Die wachsende Verfügbarkeit von magnetischen Nanopartikeln (MNPs) mit funktionalisierten
Partikeloberflächen eröffnet weitreichende Möglichkeiten für chemische, biologische und klinische
Analysemethoden. Durch Funktionalisierung kann eine gezielte Interaktion mit Molekülen bewirkt
werden, die im Allgemeinen auch die Beweglichkeit der MNPs verändern. Methoden zur
Charakterisierung von MNPs wie bspw. AC-Suszeptometrie, Magnetorelaxometrie (MRX) oder
Magnetic Particle Spectroscopy (MPS) können diese Änderung der Beweglichkeit bei MNPs
messen, wenn es sich um MNPs handelt, deren magnetisches Moment im Partikel fixiert ist. Damit
ist mit funktionalisierten MNPs indirekt auch die spezifische Messung von Molekülkonzentrationen
möglich. MNPs können zudem in biokompatibler Form hergestellt werden und sind dadurch auch
als in-vivo Marker einsetzbar. Das 2005 das erste Mal veröffentlichte Magnetic Particle Imaging
(MPI) kann als ein mittels Gradientenfeldern um die räumliche Kodierung erweitertes MPS
betrachtet werden. Dank biokompatibler MNPs handelt es sich dabei um eine in-vivo-taugliche,
nicht-invasive Bildgebungsmethode. Mit funktionalisierten MNPs als Marker ist damit im Prinzip
auch molekulare Bildgebung möglich, die durch Detektion der beteiligten Moleküle (Biomarker)

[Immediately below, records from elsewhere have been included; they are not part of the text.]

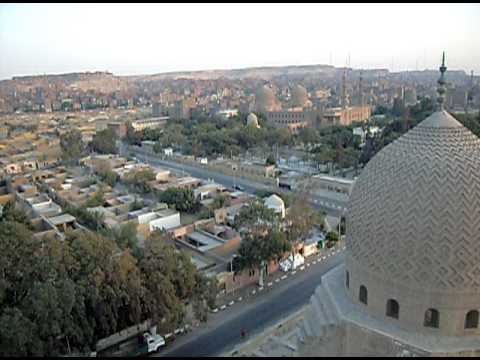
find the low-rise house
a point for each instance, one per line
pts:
(164, 219)
(275, 203)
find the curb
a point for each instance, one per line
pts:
(319, 259)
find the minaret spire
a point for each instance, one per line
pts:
(441, 85)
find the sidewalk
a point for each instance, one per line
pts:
(226, 305)
(251, 291)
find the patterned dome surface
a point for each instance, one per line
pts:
(299, 96)
(252, 120)
(414, 213)
(265, 98)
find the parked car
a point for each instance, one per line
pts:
(292, 263)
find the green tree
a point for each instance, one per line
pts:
(183, 199)
(104, 142)
(256, 248)
(271, 160)
(256, 217)
(139, 179)
(300, 219)
(331, 238)
(98, 199)
(13, 213)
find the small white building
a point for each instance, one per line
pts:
(275, 203)
(157, 220)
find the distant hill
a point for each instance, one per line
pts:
(106, 82)
(265, 72)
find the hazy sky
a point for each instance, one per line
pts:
(151, 38)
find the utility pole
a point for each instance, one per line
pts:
(344, 87)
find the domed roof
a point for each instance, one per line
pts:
(252, 120)
(299, 96)
(265, 98)
(414, 213)
(274, 200)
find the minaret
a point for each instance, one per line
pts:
(470, 93)
(360, 89)
(441, 85)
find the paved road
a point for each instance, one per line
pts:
(223, 332)
(334, 207)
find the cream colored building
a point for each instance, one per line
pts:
(410, 284)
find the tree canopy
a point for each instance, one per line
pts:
(60, 296)
(72, 146)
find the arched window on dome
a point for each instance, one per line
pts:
(432, 318)
(471, 320)
(393, 309)
(363, 295)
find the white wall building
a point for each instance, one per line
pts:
(275, 203)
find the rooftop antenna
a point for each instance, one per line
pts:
(470, 94)
(361, 88)
(441, 85)
(344, 87)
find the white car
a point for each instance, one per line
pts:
(292, 263)
(154, 342)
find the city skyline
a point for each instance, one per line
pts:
(163, 37)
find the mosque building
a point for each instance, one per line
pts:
(410, 283)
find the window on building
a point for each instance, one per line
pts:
(471, 320)
(393, 309)
(363, 295)
(432, 318)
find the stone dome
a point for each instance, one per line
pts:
(413, 224)
(252, 120)
(265, 99)
(299, 96)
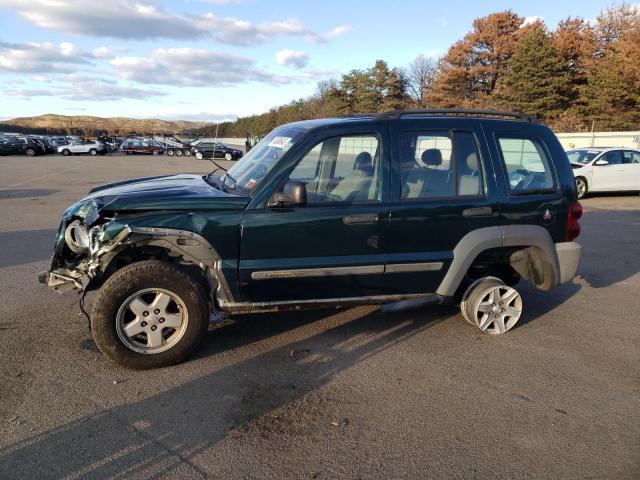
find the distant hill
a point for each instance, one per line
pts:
(87, 125)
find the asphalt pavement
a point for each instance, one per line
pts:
(322, 394)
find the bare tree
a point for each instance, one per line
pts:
(420, 75)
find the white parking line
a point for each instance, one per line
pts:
(40, 178)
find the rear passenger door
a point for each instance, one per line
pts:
(442, 189)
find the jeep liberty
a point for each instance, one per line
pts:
(401, 208)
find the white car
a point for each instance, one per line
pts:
(605, 169)
(87, 147)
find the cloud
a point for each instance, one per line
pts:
(193, 67)
(143, 20)
(531, 19)
(86, 89)
(107, 52)
(41, 57)
(340, 30)
(235, 31)
(292, 58)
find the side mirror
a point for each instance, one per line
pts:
(294, 194)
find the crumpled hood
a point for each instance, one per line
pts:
(172, 192)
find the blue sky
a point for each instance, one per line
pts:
(216, 59)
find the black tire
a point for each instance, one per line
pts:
(582, 187)
(134, 278)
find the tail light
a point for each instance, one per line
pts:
(573, 226)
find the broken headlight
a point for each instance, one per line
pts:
(76, 236)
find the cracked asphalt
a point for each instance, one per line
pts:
(323, 394)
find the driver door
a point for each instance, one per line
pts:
(333, 246)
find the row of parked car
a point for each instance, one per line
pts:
(41, 145)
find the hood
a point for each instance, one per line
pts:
(172, 192)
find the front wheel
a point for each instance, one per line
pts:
(150, 314)
(582, 187)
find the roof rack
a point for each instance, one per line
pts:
(455, 112)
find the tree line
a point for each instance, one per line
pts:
(578, 76)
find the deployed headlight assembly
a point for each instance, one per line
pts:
(77, 237)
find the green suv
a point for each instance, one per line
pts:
(402, 208)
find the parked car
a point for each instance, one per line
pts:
(400, 209)
(136, 146)
(605, 169)
(17, 146)
(90, 147)
(206, 149)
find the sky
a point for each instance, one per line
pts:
(213, 60)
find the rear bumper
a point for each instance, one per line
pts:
(569, 254)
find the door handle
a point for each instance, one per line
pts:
(361, 219)
(477, 212)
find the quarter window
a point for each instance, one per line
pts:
(341, 169)
(439, 164)
(528, 168)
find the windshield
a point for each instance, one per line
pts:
(582, 156)
(247, 174)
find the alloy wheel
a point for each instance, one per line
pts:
(151, 321)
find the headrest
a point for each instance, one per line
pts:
(472, 162)
(364, 162)
(432, 157)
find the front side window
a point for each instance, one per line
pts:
(341, 169)
(612, 157)
(528, 168)
(582, 156)
(630, 157)
(439, 164)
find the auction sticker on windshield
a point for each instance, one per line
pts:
(279, 142)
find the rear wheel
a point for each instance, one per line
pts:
(492, 306)
(582, 186)
(149, 314)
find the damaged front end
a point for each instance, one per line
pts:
(81, 242)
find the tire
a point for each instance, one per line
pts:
(582, 187)
(492, 306)
(137, 287)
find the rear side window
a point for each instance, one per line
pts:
(439, 164)
(528, 167)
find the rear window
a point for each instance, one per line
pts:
(527, 164)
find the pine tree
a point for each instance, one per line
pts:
(538, 81)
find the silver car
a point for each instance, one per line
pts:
(80, 147)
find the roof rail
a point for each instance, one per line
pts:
(456, 111)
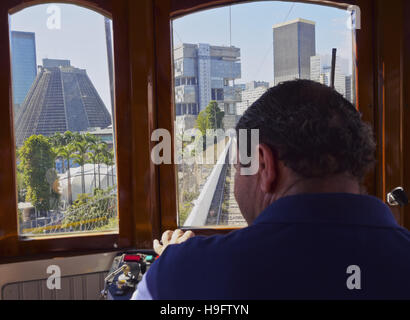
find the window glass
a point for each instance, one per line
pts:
(235, 53)
(62, 84)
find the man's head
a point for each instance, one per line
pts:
(312, 140)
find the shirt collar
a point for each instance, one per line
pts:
(339, 208)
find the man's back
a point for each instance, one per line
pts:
(313, 246)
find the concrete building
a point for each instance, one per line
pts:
(321, 72)
(293, 45)
(204, 73)
(23, 64)
(61, 98)
(254, 90)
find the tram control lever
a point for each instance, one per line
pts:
(126, 271)
(397, 197)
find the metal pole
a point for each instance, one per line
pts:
(332, 74)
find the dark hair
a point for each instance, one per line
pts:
(313, 129)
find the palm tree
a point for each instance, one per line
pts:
(67, 153)
(80, 156)
(111, 158)
(93, 142)
(93, 158)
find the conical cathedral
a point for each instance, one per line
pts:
(61, 98)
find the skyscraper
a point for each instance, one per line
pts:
(321, 72)
(23, 64)
(293, 45)
(61, 98)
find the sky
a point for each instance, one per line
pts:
(251, 31)
(81, 37)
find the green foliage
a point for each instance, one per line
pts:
(21, 186)
(209, 119)
(214, 115)
(186, 205)
(39, 175)
(91, 212)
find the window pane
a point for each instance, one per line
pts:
(63, 120)
(236, 53)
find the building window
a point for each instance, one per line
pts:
(65, 148)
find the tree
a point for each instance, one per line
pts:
(93, 158)
(214, 115)
(109, 162)
(38, 168)
(93, 142)
(67, 152)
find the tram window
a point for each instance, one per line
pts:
(236, 53)
(63, 120)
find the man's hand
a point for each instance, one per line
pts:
(171, 237)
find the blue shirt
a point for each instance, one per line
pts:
(309, 246)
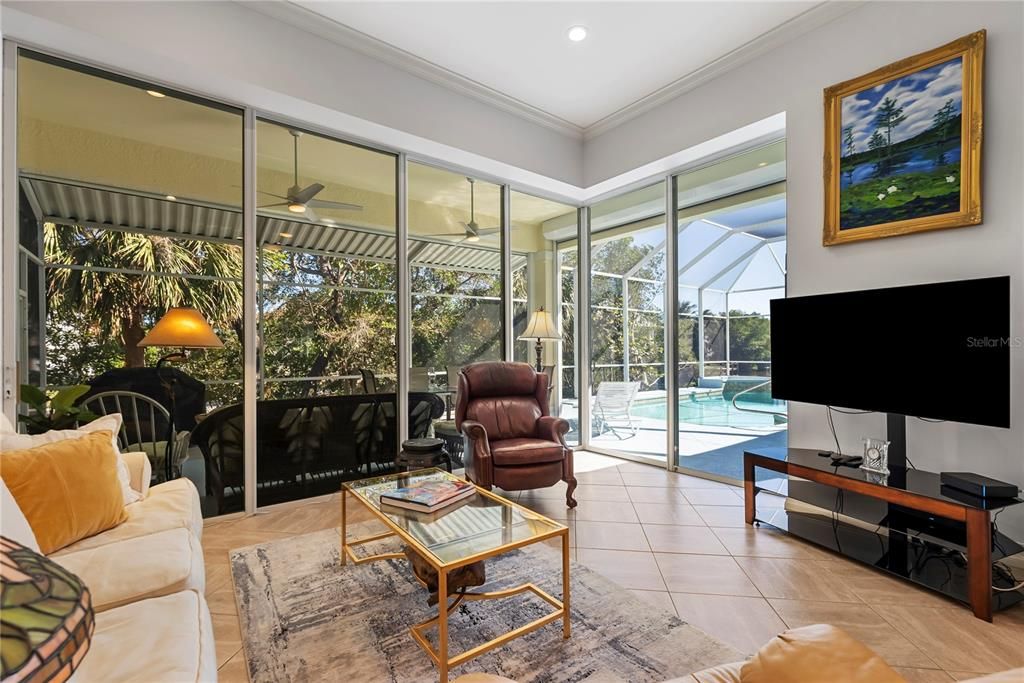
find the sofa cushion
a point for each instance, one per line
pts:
(160, 640)
(12, 521)
(170, 505)
(68, 489)
(818, 652)
(146, 566)
(525, 452)
(10, 440)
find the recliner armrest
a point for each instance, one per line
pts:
(552, 429)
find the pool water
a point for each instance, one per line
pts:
(716, 412)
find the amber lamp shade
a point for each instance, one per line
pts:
(183, 328)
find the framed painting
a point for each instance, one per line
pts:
(903, 145)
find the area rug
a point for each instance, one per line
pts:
(306, 617)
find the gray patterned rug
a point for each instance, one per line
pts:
(305, 617)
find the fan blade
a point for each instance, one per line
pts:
(325, 204)
(303, 196)
(280, 197)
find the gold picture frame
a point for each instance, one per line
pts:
(898, 181)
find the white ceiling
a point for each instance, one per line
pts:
(520, 49)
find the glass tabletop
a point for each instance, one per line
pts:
(475, 525)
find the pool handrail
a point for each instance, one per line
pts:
(756, 410)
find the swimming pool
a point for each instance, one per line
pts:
(716, 412)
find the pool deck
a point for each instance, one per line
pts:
(715, 450)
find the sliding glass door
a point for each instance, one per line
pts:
(628, 396)
(731, 241)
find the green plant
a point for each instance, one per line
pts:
(56, 411)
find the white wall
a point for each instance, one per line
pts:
(236, 52)
(791, 79)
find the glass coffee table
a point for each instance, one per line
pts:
(479, 527)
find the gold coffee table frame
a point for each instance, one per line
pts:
(440, 656)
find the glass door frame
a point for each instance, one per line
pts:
(9, 270)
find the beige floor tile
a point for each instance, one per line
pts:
(629, 569)
(957, 641)
(798, 580)
(227, 637)
(610, 536)
(553, 509)
(678, 539)
(719, 615)
(663, 495)
(658, 478)
(606, 476)
(767, 542)
(877, 588)
(605, 511)
(715, 574)
(721, 515)
(659, 599)
(860, 622)
(713, 497)
(668, 513)
(221, 601)
(924, 675)
(233, 671)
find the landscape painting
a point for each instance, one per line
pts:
(897, 161)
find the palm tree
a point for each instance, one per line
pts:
(113, 285)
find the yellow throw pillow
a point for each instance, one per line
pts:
(68, 491)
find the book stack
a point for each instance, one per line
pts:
(429, 496)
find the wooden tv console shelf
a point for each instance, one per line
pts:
(943, 524)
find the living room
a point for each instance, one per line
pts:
(281, 252)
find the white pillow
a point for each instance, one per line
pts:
(12, 523)
(13, 441)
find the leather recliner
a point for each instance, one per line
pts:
(513, 442)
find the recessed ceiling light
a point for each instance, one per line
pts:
(578, 33)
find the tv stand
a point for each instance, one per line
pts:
(936, 540)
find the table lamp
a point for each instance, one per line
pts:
(541, 328)
(183, 328)
(47, 616)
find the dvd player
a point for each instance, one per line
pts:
(978, 484)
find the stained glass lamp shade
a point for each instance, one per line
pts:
(46, 617)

Stoffwechselprozesse räumlich abbilden kann. Im Vergleich zur Bildgebung von Gewebe- und
Knochenstrukturen lassen sich die diagnostischen Möglichkeiten durch molekulare Bildgebung
erheblich erweitern.
Rotationsdriftspektroskopie (Rotational Drift Spectroscopy, RDS) ist eine in dieser Arbeit
entwickelte Methode für die induktive Messung der Beweglichkeit von MNPs in flüssiger
Suspension. Es verwendet die Rotationsdrift von MNPs in rotierenden magnetischen Feldern als
Grundlage und bietet das Potential die Änderungen der Beweglichkeit von MNPs mit einer
Empfindlichkeit messen zu können, welche potentiell um mehrere Größenordnungen höher sein
kann als mit den oben erwähnten Verfahren. Die vorliegende Arbeit konzentriert sich auf die
Verwendbarkeit dieses Effekts als Spektroskopiemethode. Die Eigenschaften des RDS-Signals sind
jedoch auch als Grundlage für räumliche Kodierung vielversprechend. In weiterführenden Projekten
soll daher auch die Entwicklung von Rotationsdriftbildgebung (Rotating Drift Imaging, RDI) als ein
nicht-invasives Verfahren für molekulare Bildgebung angestrebt werden.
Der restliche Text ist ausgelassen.